Once upon a time, almost two hundred years ago, on an island far far away, lost at the very end of the world there lived a little girl named Yokcushlu. The island was situated in such a nasty place — couldn’t be worse. To tell the truth, the girl had no idea about it, for she had never seen anything but the place.
The world’s end is a relative thing. If you take a look at a British map, you’ll find Korea and Japan somewhere in the backyard, and Great Britain right in the center of the world. But a Japanese map would tell you a different story: Japan in the middle, and Great Britain hard to find. However, no matter what map you take our girl’s home archipelago, Tierra del Fuego, is at the edge of it.

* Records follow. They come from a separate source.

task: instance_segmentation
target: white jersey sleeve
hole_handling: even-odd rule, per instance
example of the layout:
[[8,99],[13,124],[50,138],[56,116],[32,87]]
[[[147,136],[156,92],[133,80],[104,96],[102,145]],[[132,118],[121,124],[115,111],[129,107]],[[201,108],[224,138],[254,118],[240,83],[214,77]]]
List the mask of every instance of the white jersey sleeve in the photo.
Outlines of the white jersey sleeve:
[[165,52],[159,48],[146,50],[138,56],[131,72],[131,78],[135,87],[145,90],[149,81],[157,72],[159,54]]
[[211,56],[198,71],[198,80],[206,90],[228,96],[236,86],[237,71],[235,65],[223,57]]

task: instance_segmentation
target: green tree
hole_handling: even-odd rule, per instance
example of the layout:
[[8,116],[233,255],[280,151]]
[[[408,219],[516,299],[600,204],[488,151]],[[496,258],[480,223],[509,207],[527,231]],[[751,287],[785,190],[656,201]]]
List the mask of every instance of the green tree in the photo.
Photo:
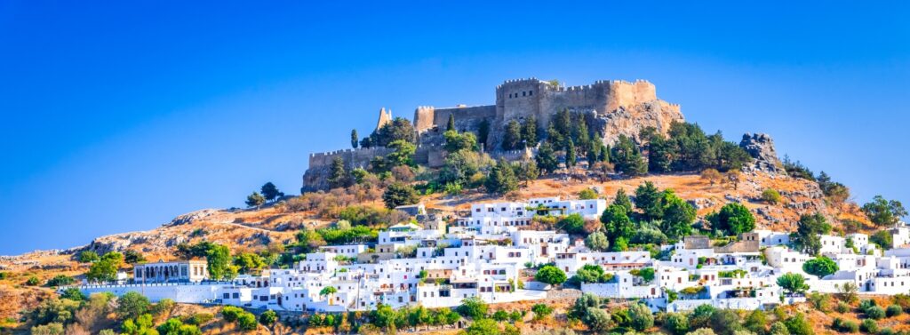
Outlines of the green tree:
[[625,194],[625,188],[620,188],[616,190],[616,196],[613,198],[613,205],[619,205],[626,208],[626,213],[632,213],[632,200],[629,199],[629,196]]
[[594,251],[606,251],[610,248],[610,241],[602,232],[595,231],[584,239],[584,245]]
[[456,309],[460,314],[472,320],[486,318],[489,310],[490,307],[487,306],[487,303],[477,297],[466,298],[461,300],[461,305]]
[[382,194],[382,201],[385,202],[387,208],[393,209],[399,206],[416,204],[420,201],[420,198],[410,185],[394,182],[386,188],[386,191]]
[[796,315],[787,318],[787,320],[784,320],[784,324],[787,326],[787,330],[790,331],[791,335],[813,335],[815,333],[812,330],[812,324],[800,312],[796,312]]
[[528,160],[521,165],[521,173],[519,174],[519,179],[524,182],[525,186],[528,186],[531,180],[537,180],[537,178],[541,177],[541,170],[537,168],[537,163],[533,160]]
[[230,249],[220,244],[213,245],[207,252],[208,276],[213,279],[230,279],[237,275],[237,268],[231,267]]
[[893,226],[907,215],[900,201],[889,201],[882,196],[875,196],[871,202],[863,205],[863,212],[872,223],[878,226]]
[[534,312],[534,320],[541,320],[553,313],[553,308],[547,304],[535,304],[531,307],[531,311]]
[[241,273],[249,274],[258,272],[266,267],[266,259],[252,252],[244,252],[234,258],[234,265],[238,266]]
[[86,272],[86,279],[91,281],[113,281],[116,279],[116,271],[122,265],[122,254],[108,252],[100,260],[92,264],[88,272]]
[[537,150],[537,156],[534,159],[537,161],[537,167],[544,173],[553,173],[553,171],[559,168],[556,152],[553,151],[553,147],[548,142],[541,144],[541,147]]
[[477,127],[477,140],[480,144],[486,146],[488,138],[490,138],[490,120],[484,118]]
[[785,273],[777,278],[777,285],[784,289],[789,295],[801,294],[809,289],[809,285],[805,284],[805,278],[798,273]]
[[689,319],[684,314],[667,313],[663,328],[672,335],[683,335],[689,331]]
[[642,304],[633,304],[629,306],[629,317],[632,319],[631,326],[638,331],[644,331],[654,327],[654,315],[651,313],[651,309]]
[[650,181],[642,183],[635,189],[635,208],[642,210],[645,220],[657,220],[663,218],[661,197],[660,190]]
[[869,242],[887,250],[894,248],[895,238],[888,230],[879,230],[869,237]]
[[819,256],[803,263],[803,271],[810,275],[818,276],[818,278],[837,272],[837,263],[824,256]]
[[572,213],[562,218],[557,226],[570,234],[584,233],[584,218],[581,214]]
[[672,189],[665,189],[661,198],[663,219],[661,230],[668,237],[679,239],[692,234],[692,224],[695,221],[695,208],[677,197]]
[[251,331],[256,330],[258,324],[256,322],[256,316],[250,312],[243,312],[237,317],[237,324],[239,326],[240,330]]
[[828,224],[821,213],[800,216],[799,222],[796,223],[796,232],[793,234],[792,240],[796,249],[809,255],[817,255],[822,249],[822,235],[831,231],[831,225]]
[[135,319],[147,313],[151,307],[148,298],[139,292],[130,291],[116,299],[116,315],[121,319]]
[[278,322],[278,315],[275,310],[268,310],[262,314],[259,314],[259,323],[266,327],[271,327],[275,322]]
[[142,253],[138,251],[127,249],[123,252],[123,260],[126,262],[126,264],[136,264],[146,261],[146,257],[142,256]]
[[279,198],[278,195],[281,194],[278,188],[275,184],[272,184],[271,181],[262,185],[259,191],[262,193],[262,197],[265,197],[268,201],[275,201],[275,199]]
[[524,148],[521,142],[521,126],[518,121],[511,120],[506,124],[505,132],[502,134],[502,149],[515,150]]
[[715,233],[739,235],[755,228],[755,217],[745,206],[735,202],[723,205],[719,212],[708,214],[705,218]]
[[446,139],[445,149],[451,153],[460,150],[474,150],[477,147],[477,137],[474,133],[459,133],[455,130],[449,130],[442,134]]
[[266,203],[266,198],[259,192],[253,192],[247,196],[247,207],[258,208]]
[[547,265],[537,270],[534,279],[550,285],[560,285],[566,281],[566,273],[560,268]]
[[47,279],[47,286],[66,286],[72,284],[76,279],[66,275],[56,275]]
[[490,171],[485,186],[490,193],[506,194],[518,189],[518,178],[515,177],[511,164],[500,158]]
[[566,165],[574,167],[576,163],[578,163],[578,157],[575,152],[575,142],[570,139],[569,144],[566,145]]
[[91,263],[100,260],[98,254],[92,250],[85,250],[79,253],[80,263]]
[[521,140],[528,147],[534,147],[541,140],[537,136],[537,118],[533,116],[525,118],[521,124]]
[[348,170],[344,166],[344,159],[340,156],[334,157],[332,164],[329,168],[329,178],[326,179],[329,182],[329,187],[336,188],[347,186],[349,181],[348,176]]
[[629,218],[626,208],[620,205],[610,205],[601,215],[601,222],[611,239],[610,245],[615,251],[623,251],[632,238],[635,225]]
[[625,135],[620,135],[610,157],[615,163],[616,171],[623,175],[637,177],[648,173],[648,165],[638,146]]

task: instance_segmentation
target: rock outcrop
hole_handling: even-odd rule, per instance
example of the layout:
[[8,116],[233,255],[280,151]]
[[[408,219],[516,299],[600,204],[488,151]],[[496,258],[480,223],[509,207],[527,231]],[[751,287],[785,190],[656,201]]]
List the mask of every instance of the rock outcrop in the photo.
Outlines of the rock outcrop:
[[784,169],[784,164],[777,157],[774,141],[767,134],[745,133],[743,135],[743,140],[740,141],[740,147],[748,152],[753,158],[755,158],[754,164],[752,167],[746,167],[746,168],[771,174],[786,172]]

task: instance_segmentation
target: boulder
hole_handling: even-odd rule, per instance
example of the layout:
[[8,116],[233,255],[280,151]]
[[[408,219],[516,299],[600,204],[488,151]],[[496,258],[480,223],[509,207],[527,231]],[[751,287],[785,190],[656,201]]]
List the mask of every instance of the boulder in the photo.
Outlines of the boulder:
[[786,170],[784,169],[784,164],[777,157],[774,141],[767,134],[745,133],[743,135],[743,140],[740,141],[740,147],[755,159],[754,164],[752,167],[746,167],[747,168],[751,168],[771,174],[786,173]]

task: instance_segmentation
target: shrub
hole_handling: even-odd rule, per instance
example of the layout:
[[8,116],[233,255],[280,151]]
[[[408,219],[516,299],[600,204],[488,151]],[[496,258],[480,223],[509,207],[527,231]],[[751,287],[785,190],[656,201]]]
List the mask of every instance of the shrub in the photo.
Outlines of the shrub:
[[245,311],[237,317],[237,324],[240,327],[240,330],[256,330],[256,316]]
[[866,318],[872,320],[880,320],[885,318],[885,309],[878,306],[872,306],[863,311]]
[[35,285],[38,285],[40,283],[41,283],[41,279],[38,279],[38,278],[35,277],[35,276],[29,277],[28,279],[25,280],[25,285],[28,285],[28,286],[35,286]]
[[578,192],[578,198],[582,200],[595,199],[597,198],[597,192],[594,192],[591,188],[585,188]]
[[787,330],[790,330],[792,335],[812,335],[814,333],[812,330],[812,325],[805,320],[803,313],[797,313],[787,319],[784,324],[787,326]]
[[98,257],[98,253],[91,250],[86,250],[79,253],[79,262],[80,263],[91,263],[101,260]]
[[863,323],[860,323],[859,330],[865,333],[875,334],[878,332],[878,324],[875,323],[875,320],[866,319],[863,320]]
[[215,316],[212,315],[212,314],[209,314],[209,313],[196,313],[196,314],[193,314],[193,316],[191,316],[191,317],[189,317],[189,318],[187,319],[187,324],[192,324],[192,325],[197,325],[197,326],[201,326],[201,325],[204,325],[206,323],[208,323],[208,321],[211,321],[212,319],[215,319]]
[[651,313],[651,309],[642,304],[630,306],[629,317],[632,318],[632,328],[635,330],[643,331],[654,327],[654,315]]
[[490,307],[480,298],[471,297],[461,301],[461,305],[456,309],[460,314],[470,319],[482,319],[487,316]]
[[667,313],[663,328],[673,335],[682,335],[689,331],[689,319],[681,313]]
[[551,285],[559,285],[566,281],[566,273],[559,268],[548,265],[537,271],[534,279]]
[[803,263],[803,270],[805,273],[815,275],[818,278],[837,272],[837,263],[834,263],[834,260],[824,256],[819,256]]
[[904,309],[897,305],[888,306],[888,308],[885,310],[885,315],[888,318],[896,317],[902,313],[904,313]]
[[236,321],[237,318],[239,317],[240,313],[243,312],[244,312],[243,309],[239,307],[225,306],[223,309],[221,309],[221,316],[228,322]]
[[531,308],[531,311],[534,312],[534,320],[540,320],[551,314],[553,308],[547,304],[536,304]]
[[837,307],[834,307],[834,310],[837,310],[837,312],[841,314],[846,313],[850,311],[850,305],[847,305],[846,302],[840,301],[837,303]]
[[66,275],[56,275],[47,280],[47,286],[66,286],[72,284],[76,279]]

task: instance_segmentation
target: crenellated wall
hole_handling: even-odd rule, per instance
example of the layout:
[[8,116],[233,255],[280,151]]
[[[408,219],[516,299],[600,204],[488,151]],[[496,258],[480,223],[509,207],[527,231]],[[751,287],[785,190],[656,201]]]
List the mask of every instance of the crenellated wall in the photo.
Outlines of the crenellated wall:
[[[488,106],[418,107],[413,119],[419,134],[415,160],[431,167],[441,165],[445,157],[442,133],[450,116],[454,116],[459,131],[478,133],[480,123],[487,120],[490,131],[486,143],[482,143],[485,151],[510,159],[525,156],[499,153],[503,129],[511,120],[521,122],[534,117],[539,128],[546,129],[551,117],[561,110],[585,113],[589,128],[600,134],[605,144],[615,142],[621,135],[635,137],[646,127],[666,133],[671,123],[683,120],[680,106],[659,99],[654,85],[646,80],[599,80],[591,85],[563,86],[536,78],[513,79],[497,86],[495,96],[495,104]],[[390,111],[383,111],[378,127],[391,118]],[[373,157],[389,152],[385,148],[370,148],[314,154],[304,175],[304,189],[325,187],[318,178],[326,176],[336,156],[340,156],[349,168],[357,168],[366,167]]]

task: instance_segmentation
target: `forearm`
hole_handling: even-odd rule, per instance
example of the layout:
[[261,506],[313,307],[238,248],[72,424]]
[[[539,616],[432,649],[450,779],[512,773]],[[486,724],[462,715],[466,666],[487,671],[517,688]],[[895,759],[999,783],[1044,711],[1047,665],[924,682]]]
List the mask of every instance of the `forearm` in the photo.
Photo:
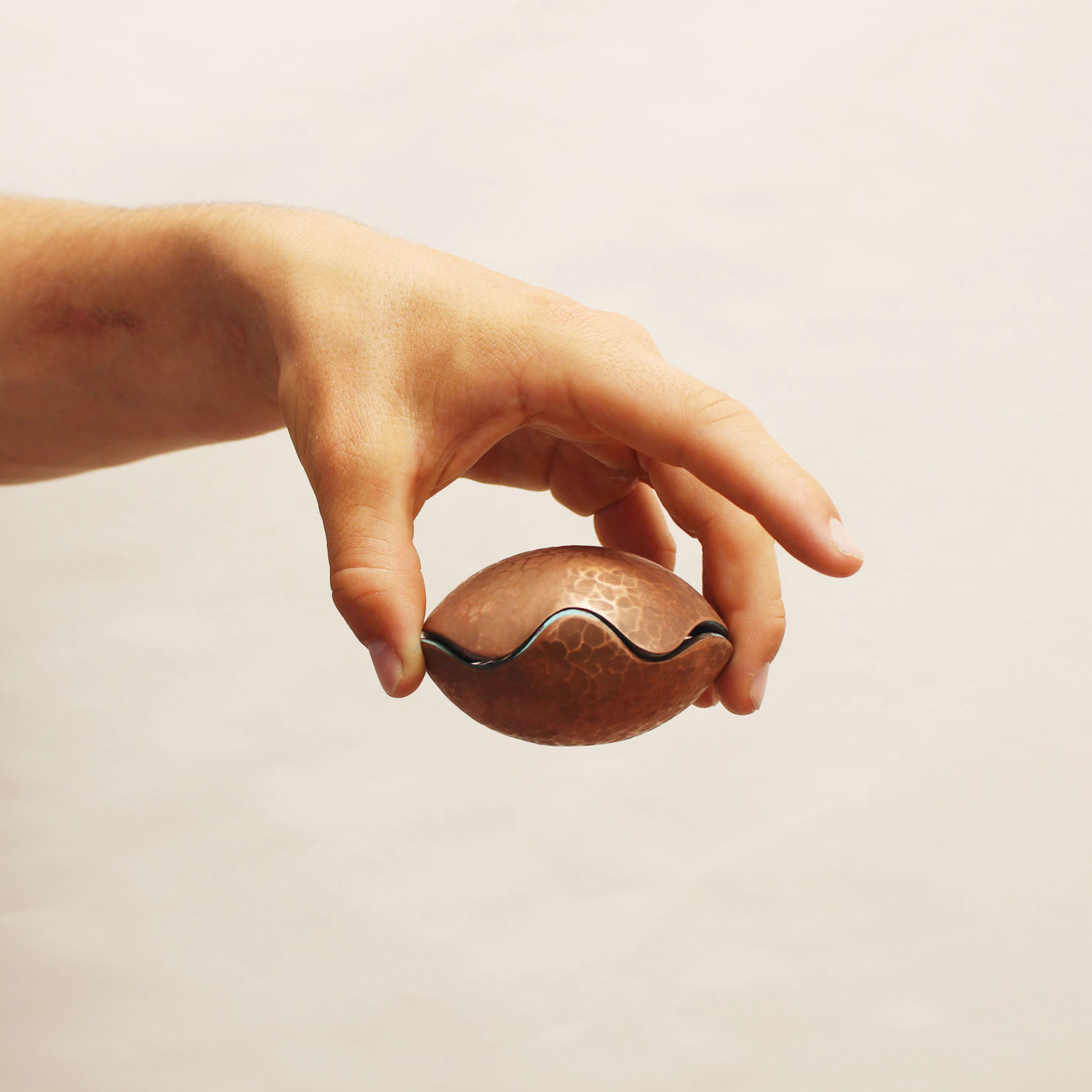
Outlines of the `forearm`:
[[0,482],[283,424],[263,309],[212,241],[230,216],[0,198]]

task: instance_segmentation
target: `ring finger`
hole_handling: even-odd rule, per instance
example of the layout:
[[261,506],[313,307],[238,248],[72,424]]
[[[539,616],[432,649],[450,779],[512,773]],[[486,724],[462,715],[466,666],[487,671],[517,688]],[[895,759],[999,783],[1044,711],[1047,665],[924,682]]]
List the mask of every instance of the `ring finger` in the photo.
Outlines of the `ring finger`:
[[701,543],[703,591],[732,638],[717,695],[733,713],[752,713],[785,633],[773,539],[753,515],[681,467],[650,462],[649,479],[667,514]]

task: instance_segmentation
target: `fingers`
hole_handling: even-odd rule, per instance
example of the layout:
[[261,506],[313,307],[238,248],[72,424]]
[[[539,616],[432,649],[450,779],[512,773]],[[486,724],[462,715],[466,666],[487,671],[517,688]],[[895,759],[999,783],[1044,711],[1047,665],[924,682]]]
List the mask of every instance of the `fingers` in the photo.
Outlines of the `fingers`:
[[334,604],[367,646],[383,689],[405,697],[425,672],[411,453],[393,437],[327,442],[305,465],[327,532]]
[[652,463],[649,479],[670,518],[701,543],[703,591],[732,638],[716,692],[732,712],[751,713],[785,633],[773,539],[753,517],[678,466]]
[[598,312],[555,306],[546,336],[524,376],[533,420],[592,425],[646,458],[685,467],[820,572],[846,577],[860,568],[833,501],[741,403],[666,364]]
[[675,538],[655,490],[643,482],[595,513],[595,533],[604,546],[639,554],[665,569],[675,568]]

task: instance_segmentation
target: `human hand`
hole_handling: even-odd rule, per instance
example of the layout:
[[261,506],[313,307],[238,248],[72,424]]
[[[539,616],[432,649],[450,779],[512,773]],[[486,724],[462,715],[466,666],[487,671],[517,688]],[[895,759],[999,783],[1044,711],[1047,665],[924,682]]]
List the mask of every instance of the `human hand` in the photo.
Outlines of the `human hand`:
[[827,575],[860,567],[815,478],[631,319],[328,214],[247,206],[235,227],[333,598],[389,693],[425,669],[414,519],[459,477],[549,489],[604,546],[672,568],[666,510],[735,648],[698,703],[735,713],[784,634],[774,539]]

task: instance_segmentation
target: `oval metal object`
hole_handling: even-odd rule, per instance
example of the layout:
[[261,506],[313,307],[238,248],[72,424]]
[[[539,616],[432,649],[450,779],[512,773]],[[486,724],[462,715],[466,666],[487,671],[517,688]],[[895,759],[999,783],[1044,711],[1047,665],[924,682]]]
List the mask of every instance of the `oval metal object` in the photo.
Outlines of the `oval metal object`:
[[716,612],[645,558],[557,546],[498,561],[428,616],[425,663],[474,720],[554,746],[616,743],[690,705],[732,656]]

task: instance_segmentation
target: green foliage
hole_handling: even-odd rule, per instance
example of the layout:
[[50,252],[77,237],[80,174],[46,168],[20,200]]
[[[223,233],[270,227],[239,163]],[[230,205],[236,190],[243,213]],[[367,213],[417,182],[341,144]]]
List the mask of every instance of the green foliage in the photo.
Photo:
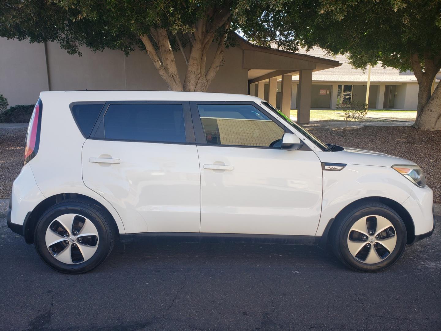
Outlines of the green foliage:
[[294,51],[318,46],[346,54],[357,68],[381,62],[411,70],[411,53],[418,55],[423,70],[426,58],[441,66],[441,0],[305,0],[284,5],[264,13],[258,24],[245,31],[246,37]]
[[0,93],[0,114],[6,110],[7,105],[7,99],[5,98],[1,93]]
[[17,105],[0,113],[0,123],[27,123],[30,120],[34,105]]
[[[226,9],[232,14],[235,28],[254,26],[262,13],[281,8],[288,2],[3,0],[0,2],[0,36],[29,38],[31,42],[56,41],[70,54],[80,56],[79,47],[83,45],[94,51],[108,48],[128,55],[138,48],[145,50],[139,36],[151,35],[152,28],[163,28],[168,31],[172,48],[177,50],[175,34],[182,34],[185,47],[191,42],[188,33],[194,31],[201,18],[208,18],[209,23],[214,13]],[[231,38],[225,42],[227,46],[234,44]]]
[[362,101],[353,101],[350,103],[340,103],[336,106],[344,115],[346,126],[343,128],[344,135],[348,128],[348,122],[361,121],[367,114],[367,104]]

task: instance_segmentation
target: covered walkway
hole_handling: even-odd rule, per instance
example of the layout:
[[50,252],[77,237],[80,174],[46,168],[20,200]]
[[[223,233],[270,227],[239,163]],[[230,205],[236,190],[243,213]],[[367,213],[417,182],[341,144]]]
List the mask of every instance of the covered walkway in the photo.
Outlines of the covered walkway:
[[[297,103],[297,122],[309,123],[313,71],[338,67],[341,64],[257,46],[243,39],[240,43],[243,68],[248,70],[249,94],[264,99],[274,107],[280,105],[280,110],[287,116]],[[293,84],[292,77],[296,75],[299,77],[298,91],[293,91],[293,87],[296,88],[297,84]],[[297,100],[293,99],[293,94],[297,96]]]

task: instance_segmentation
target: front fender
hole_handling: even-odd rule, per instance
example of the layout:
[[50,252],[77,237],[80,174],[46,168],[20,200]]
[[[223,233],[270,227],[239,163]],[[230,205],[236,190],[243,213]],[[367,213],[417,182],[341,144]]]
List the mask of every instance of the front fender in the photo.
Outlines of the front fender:
[[415,186],[389,167],[348,164],[340,171],[323,173],[321,214],[316,236],[321,236],[330,220],[351,203],[381,197],[402,204]]

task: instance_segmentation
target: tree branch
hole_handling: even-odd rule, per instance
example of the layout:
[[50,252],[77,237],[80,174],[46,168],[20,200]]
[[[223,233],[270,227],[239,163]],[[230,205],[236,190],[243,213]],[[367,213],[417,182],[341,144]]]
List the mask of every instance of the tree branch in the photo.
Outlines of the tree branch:
[[[225,32],[219,40],[219,44],[217,45],[217,48],[216,49],[216,52],[214,54],[214,57],[213,58],[211,65],[210,66],[210,68],[206,74],[205,71],[205,66],[204,67],[204,71],[202,71],[202,68],[201,68],[202,75],[196,84],[195,90],[203,91],[206,90],[208,86],[211,83],[211,82],[213,81],[213,79],[214,78],[220,68],[224,65],[225,41],[228,34],[230,23],[230,20],[229,19],[224,22],[224,27],[225,29]],[[204,74],[205,74],[204,75]]]
[[[159,41],[161,38],[160,38],[161,36],[159,36],[159,34],[158,37],[160,37],[158,39],[158,42],[160,42],[160,43],[161,43]],[[170,63],[170,59],[169,56],[163,56],[162,58],[163,60],[161,60],[148,36],[146,34],[142,34],[139,36],[139,38],[144,44],[144,46],[146,47],[146,50],[147,51],[147,53],[153,62],[155,68],[157,70],[160,75],[167,83],[168,89],[173,91],[182,91],[182,85],[180,83],[179,75],[177,75],[177,70],[176,70],[176,71],[173,71],[171,72],[168,69],[169,68],[172,68],[173,65],[174,65],[174,67],[176,69],[176,64],[174,63],[174,58],[173,57],[172,63]],[[167,38],[167,41],[168,41],[168,37]],[[169,42],[168,44],[169,45]],[[171,50],[171,46],[170,46],[170,49]],[[166,55],[168,55],[166,52],[164,52],[164,54]],[[172,52],[172,55],[173,55]],[[167,65],[164,66],[163,60],[168,61],[169,63],[167,64]]]
[[175,56],[170,44],[167,30],[165,29],[158,29],[157,30],[157,33],[158,36],[158,46],[162,58],[163,65],[169,76],[175,83],[174,86],[172,87],[172,90],[174,91],[182,91],[182,83],[179,77]]
[[422,72],[421,63],[419,61],[419,57],[417,53],[411,53],[411,64],[412,64],[414,75],[416,77],[418,83],[422,83],[424,77],[424,72]]
[[176,38],[176,41],[178,43],[178,45],[179,45],[179,48],[181,50],[181,53],[182,53],[182,56],[183,56],[184,60],[185,60],[185,64],[188,65],[188,59],[187,58],[187,56],[185,55],[185,52],[182,47],[182,44],[181,43],[181,41],[179,39],[178,34],[175,34],[175,38]]

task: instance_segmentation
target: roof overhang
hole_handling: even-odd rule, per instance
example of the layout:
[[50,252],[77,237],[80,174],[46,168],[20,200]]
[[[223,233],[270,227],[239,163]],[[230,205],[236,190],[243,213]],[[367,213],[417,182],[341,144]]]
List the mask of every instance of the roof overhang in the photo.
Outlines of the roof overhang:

Only Antarctica is further, and nobody lives there but penguins and polar explorers.
Tierra del Fuego is the name given to the archipelago by the first round-the-world traveler Ferdinand Magellan. When he was passing the islands by the future Strait of Magellan, our girl’s tribe lit fires: they must have been hoping to be finally discovered. But Magellan did not even stop to talk, slipped by the strait of his into the Pacific, and was gone in a flash.
Nobody at all wanted to stop there, so bad was this place: cold, windy, dreary… Raining snow, then snowing rain. Neither gold nor emeralds, little or no fur-animals, spices unheard of. That’s why all seafarers aimed at racing past the archipelago with all its straits and strains, strives and struggles and forgetting it forever.
You may get lucky once or twice but next time your luck may wear off and deprive you even of drowning peacefully. What if you are cast ashore? You’ll have to hang about sizzling with envy for Robinson Crusoe: no goats, no bananas, and instead of his good friend Friday nobody but malicious Fuegians. But again, in such a place even the nicest people can lose temper.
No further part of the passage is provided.